With vim I can see some special characters: ^@ at the end of first two fields and ^Z at the end of file. With :set list option in addition there are displayed only $ (eol) which is perfectly fine.
My question is what is this hidden character (^@) and can it prevent Splunk from indexing?
I've tried cat old.log > new.log, but this does not eliminates those characters, they are not displayed with cat though (unless -v is specified).
09-27-2011 20:39:05.104 +0200 ERROR TailingProcessor - File will not be read, is too small to match seekptr checksum (file=/logrepo/notindexed.txt). Last time we saw this initcrc, filename was different. You may wish to use a CRC salt on this source. Consult the documentation or file a support case online at http://www.splunk.com/page/submitissue for more info.
thanks for replies, I've tried hexdump -C could not notice anything suspicious.

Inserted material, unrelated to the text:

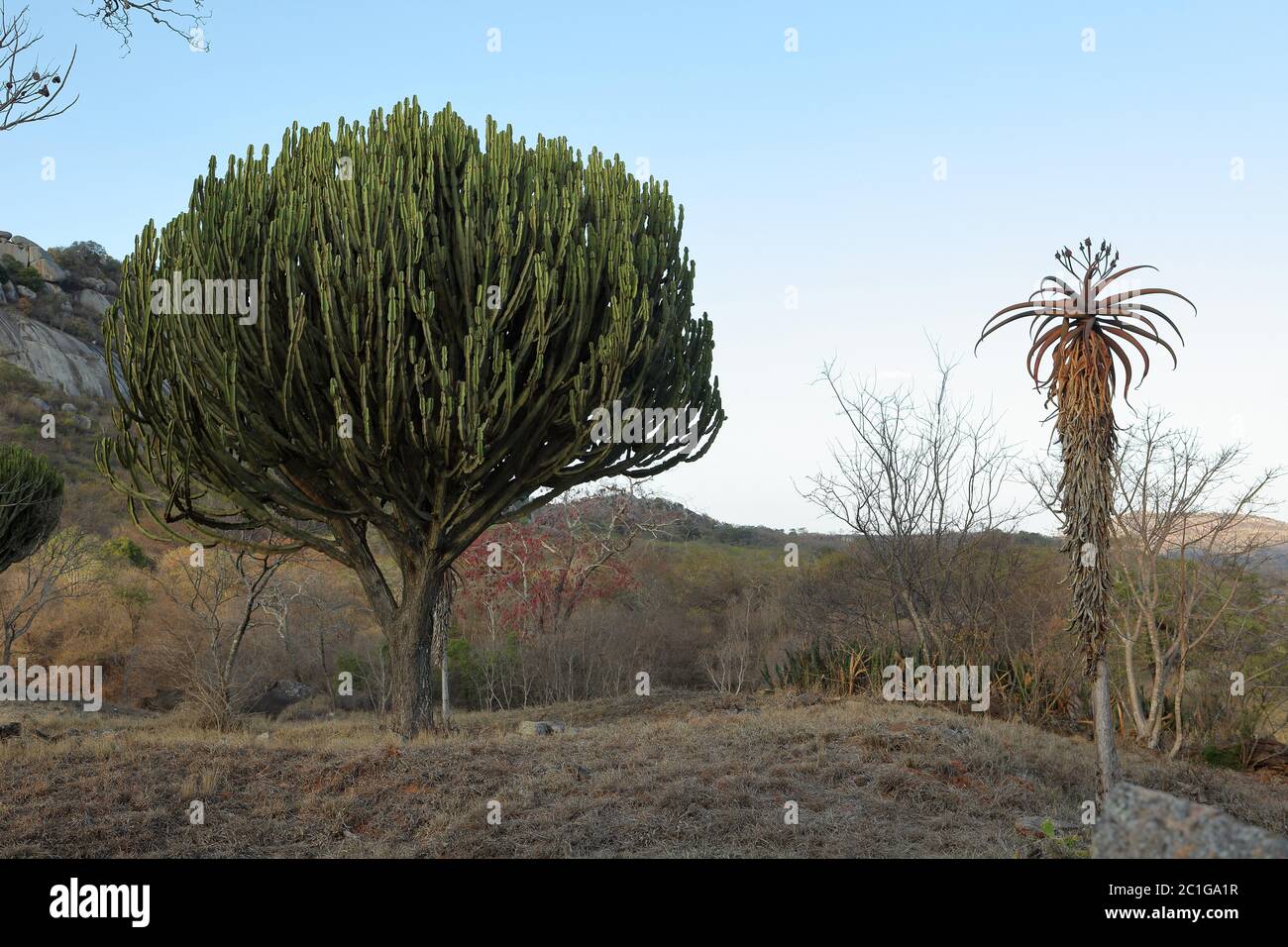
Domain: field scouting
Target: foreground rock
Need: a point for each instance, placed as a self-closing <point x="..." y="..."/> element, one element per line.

inputs.conf is really simple, just move policy set to sinkhole nothing else. I start to suspect maximum field length restriction. Here is only header, but it is sufficient to reproduce problem "notindexed.txt" does not get indexed, but "indexed.txt" does. only difference is that indexed.txt has one less underscore character in the first field. http://dl.dropbox.com/u/8430959/indexed.txt http://dl.dropbox.com/u/8430959/notindexed.txt
It sounds like you have a separate issue of the fact that logs are not being indexed. Supplying your inputs.conf settings as well as a log sample would be helpful in debugging your problem.